Setali tiga uang dengan Bang Liban, betapa malas Bang Herman mengurusi kodok di kolam belakang. Terkadang teleponnya yang singgah di rumah, mengabarkan dia ada tugas di luar kota. Atau sekali-dua mengeluhkan sakit kepalanya kumat. Ibu yang jijik mengurusi kodok-kodok itu, akhirnya menyerahkan tugas Bang Herman untuk kuselang-selingi dengan kesibukanku kuliah.

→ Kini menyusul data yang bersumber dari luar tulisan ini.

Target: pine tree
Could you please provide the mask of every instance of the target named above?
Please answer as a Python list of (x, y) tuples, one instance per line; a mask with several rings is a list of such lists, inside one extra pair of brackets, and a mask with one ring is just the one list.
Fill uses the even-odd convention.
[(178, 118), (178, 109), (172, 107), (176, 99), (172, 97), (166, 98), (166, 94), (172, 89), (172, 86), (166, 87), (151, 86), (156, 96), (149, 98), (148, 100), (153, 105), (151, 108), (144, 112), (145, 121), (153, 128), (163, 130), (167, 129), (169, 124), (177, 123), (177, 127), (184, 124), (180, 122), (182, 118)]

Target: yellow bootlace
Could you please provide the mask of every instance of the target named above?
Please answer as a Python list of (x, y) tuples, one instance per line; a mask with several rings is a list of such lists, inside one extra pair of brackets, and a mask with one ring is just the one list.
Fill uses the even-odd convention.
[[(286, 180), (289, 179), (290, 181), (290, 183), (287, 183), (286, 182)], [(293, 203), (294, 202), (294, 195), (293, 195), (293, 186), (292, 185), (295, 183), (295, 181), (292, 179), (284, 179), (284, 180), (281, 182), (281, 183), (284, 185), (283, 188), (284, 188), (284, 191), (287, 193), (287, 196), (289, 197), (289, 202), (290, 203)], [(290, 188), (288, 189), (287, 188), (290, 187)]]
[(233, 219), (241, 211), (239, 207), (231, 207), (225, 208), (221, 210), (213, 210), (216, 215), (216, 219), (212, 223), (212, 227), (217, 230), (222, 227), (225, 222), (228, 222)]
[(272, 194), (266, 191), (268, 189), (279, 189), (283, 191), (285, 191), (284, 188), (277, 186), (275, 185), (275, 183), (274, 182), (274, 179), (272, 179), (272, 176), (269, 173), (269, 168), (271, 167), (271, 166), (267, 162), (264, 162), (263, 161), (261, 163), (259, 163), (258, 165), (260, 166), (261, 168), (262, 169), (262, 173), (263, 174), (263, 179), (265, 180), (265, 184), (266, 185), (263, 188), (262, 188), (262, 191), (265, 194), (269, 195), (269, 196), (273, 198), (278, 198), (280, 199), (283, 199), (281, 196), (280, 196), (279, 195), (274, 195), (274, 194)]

Bang Herman kemudian sangat tiba-tiba, tanpa jadwal berkunjung untuk mengurusi kodok-kodok itu, datang bersama sahabatnya. Sahabatnya itu penggila kodok. Dengan meminta restu dari Ibu, akhirnya Bang Herman menyerahkan beberapa ekor kodok itu kepada sahabatnya. Kelak Bang Herman bertambah sukses, karena sahabatnya kemudian menjadi walikota suatu kota, menjadi gubernur suatu provinsi dan menjadi presiden kami.
Mengenai catatan harian koleksi Bapak, entah kenapa seolah menghipnotisku. Berhari-hari aku membacanya, hingga tak ada yang tersisa dari catatan harian itu. Kemudian kuulang lagi membacanya dari hari pertama Bapak mulai menulis catatannya. Dan efek baikknya, aku tiba-tiba bisa menulis cerpen. Salah satu cerpen itu kuserahkan untuk engkau baca.